Rodger O'Connell, 45, a consultant in management training, knows when he hasn't spent enough time with his three children. "I can tell by how I react to the kids. If I've been around, then things can be left half said. If not, then things need to be fully said. If they are having problems with their homework, say, then I would know it may be because of what happened yesterday. If I can't do that, then I'm not spending enough time with them."

Mr O'Connell is father to 10-year-old Katie and twin eight-year-old boys. He often takes a work break when they come home from school. After they go to bed, he might do some more work.

"If you talk to people that I deal with, they will say that I'm fairly passionate, maybe even evangelical, about work. It's very important to me. But so is my family, and it's trying to strike a balance between the two that's hard."

He is angry about how men are treated. "Lots of men are trying to hang on to their jobs, and they've been forced to put in all those hours. I don't want to be in yesterday's society. I don't need a Victorian steeple with a clock on it to tell me whether I've done a good day's work."

THE MOTHER

Loretta Vince was one of those people who did miss her daughter's school sports days - and concerts, and much more besides. As a full-time worker for a small charity to help the homeless, she handled finance and administration.

"We had good terms and conditions, but they were understaffed and underfunded. No one was standing over me beating me with a stick to work until 8pm, but I was the only person who did my job."

This meant that she regularly worked until 7.30pm or 8pm, and sometimes at weekends.

Her daughter, Isabelle, then 10 years old, went to an after-school club and then joined her in the office. Ms Vince told her daughter to dawdle on her way over, so she would arrive late.

"Then one day Isabelle went missing. After a search, she was found at a friend's. It really got me thinking, `What am I doing? I'm telling my child to walk the streets so she doesn't interfere with my work. This is a nonsense'."

When attempts to reduce her hours failed, she started to suffer classic signs of stress, such as chronic tiredness and interrupted sleeping patterns. The charity tried to use volunteers, but of course they had to be trained up, and several were unreliable.

"As my daughter got older," Ms Vince says, "I just decided it wasn't worth it. It's not that many more years until my daughter will be gone. I'd not really had the time for her and decided I had better spend a couple of years with her now."

She decided to start her own business and gave her notice. More than a year later, she finds herself without a job, much less a business, and on benefit. But she says she would make the same decision today. "Yes, life is better. I really get fed up with no money, but Isabelle would rather be without money than not have me around."

THE EMPLOYER

Today, Howard Davies will leave his office at the Bank of England at 5.30pm. As a working parent and a patron of Parents at Work, it would be too embarrassing to do anything else.

"Oh, I'll definitely be off on time on today. But the honest answer as to whether I do this all the time is no," says Mr Davies, 47, the Deputy Governor of the Bank. "I've got the sort of job in which you can't avoid evening work. But if I don't have a dinner, then I don't hang around."

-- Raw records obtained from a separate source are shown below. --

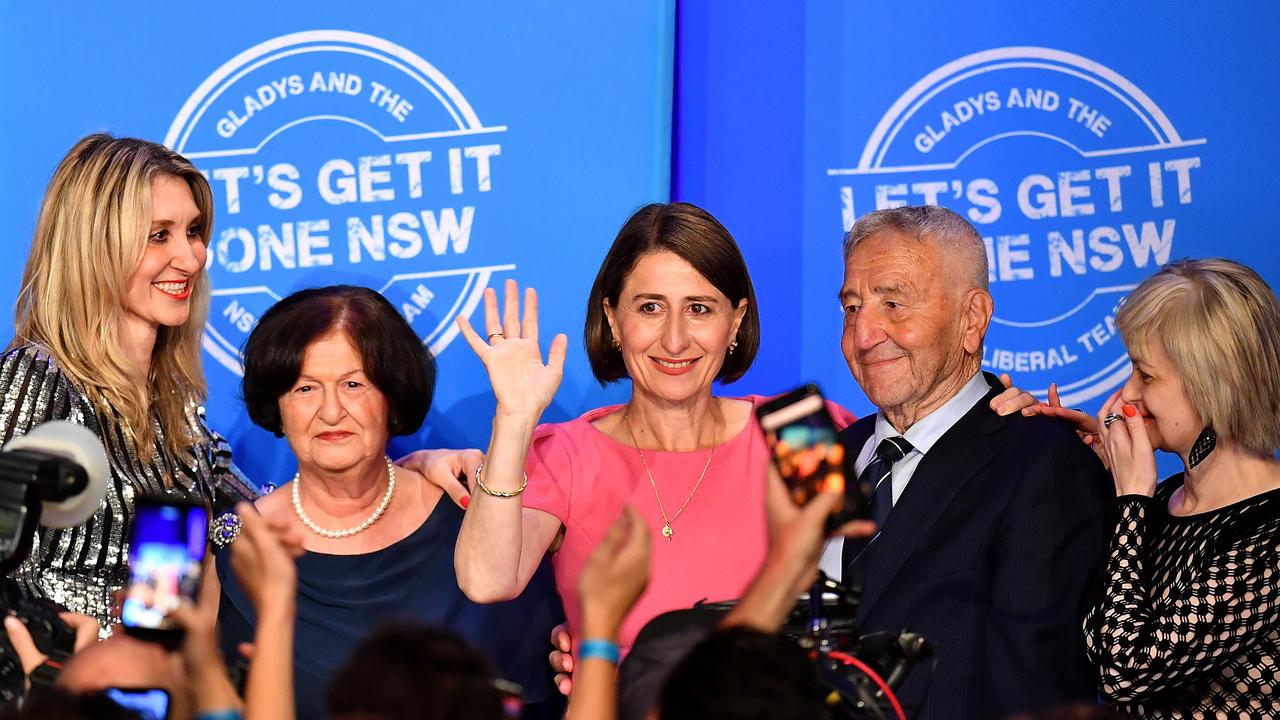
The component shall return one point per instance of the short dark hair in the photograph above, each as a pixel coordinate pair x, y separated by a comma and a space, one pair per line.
411, 670
743, 674
699, 240
392, 354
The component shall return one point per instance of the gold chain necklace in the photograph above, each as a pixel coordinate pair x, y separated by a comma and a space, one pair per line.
667, 531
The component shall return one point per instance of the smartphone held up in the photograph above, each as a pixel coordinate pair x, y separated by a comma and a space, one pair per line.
167, 554
808, 452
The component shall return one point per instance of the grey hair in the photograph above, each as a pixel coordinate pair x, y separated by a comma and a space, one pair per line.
952, 233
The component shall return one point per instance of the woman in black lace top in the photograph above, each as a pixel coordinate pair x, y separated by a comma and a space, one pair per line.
1189, 620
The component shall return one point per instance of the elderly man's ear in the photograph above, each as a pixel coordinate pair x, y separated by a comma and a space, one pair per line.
977, 311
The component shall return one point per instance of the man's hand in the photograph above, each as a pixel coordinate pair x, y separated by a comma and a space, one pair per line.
615, 575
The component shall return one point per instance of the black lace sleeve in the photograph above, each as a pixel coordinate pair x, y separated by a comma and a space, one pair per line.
1217, 595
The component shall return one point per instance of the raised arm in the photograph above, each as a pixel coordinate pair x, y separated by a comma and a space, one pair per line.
502, 542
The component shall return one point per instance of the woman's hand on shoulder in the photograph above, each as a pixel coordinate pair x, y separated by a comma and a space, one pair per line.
521, 382
1086, 425
451, 470
1013, 399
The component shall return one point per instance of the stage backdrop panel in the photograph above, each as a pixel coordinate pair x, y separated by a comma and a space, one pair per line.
426, 150
1088, 142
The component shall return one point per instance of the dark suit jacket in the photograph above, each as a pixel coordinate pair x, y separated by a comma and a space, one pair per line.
993, 551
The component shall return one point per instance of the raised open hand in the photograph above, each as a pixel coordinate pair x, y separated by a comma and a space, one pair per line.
521, 381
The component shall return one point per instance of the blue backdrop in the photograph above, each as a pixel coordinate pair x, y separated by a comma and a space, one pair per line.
1089, 142
430, 151
425, 150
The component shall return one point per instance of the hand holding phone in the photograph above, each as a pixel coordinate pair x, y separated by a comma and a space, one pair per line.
167, 551
150, 703
809, 455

On Wednesday, he was in Toronto; on Thursday, he was in Ottawa. Today, he will be back in Britain by breakfast time - and you can bet it won't be a working one. "I always decline breakfast meetings and I tell people why I'm declining: I think it is important to see my children in the morning - I don't see them enough."

Mr Davies and his wife have two sons - George, 11, and Archie, eight. He has always made a point of seeing them every morning and doing the school run. His advice to others who feel they want to re-examine their working hours is to be "fairly up front about it" and that "a bit of give and take is required".

"It's important to create a climate in which output is what's important and not just presence," he says.

The Bank of England has a working parents' forum and Mr Davies says that no one should fear missing school events such as sports days. "I've not seen that in too many files `goes to too many school sports days'. That doesn't get marked down."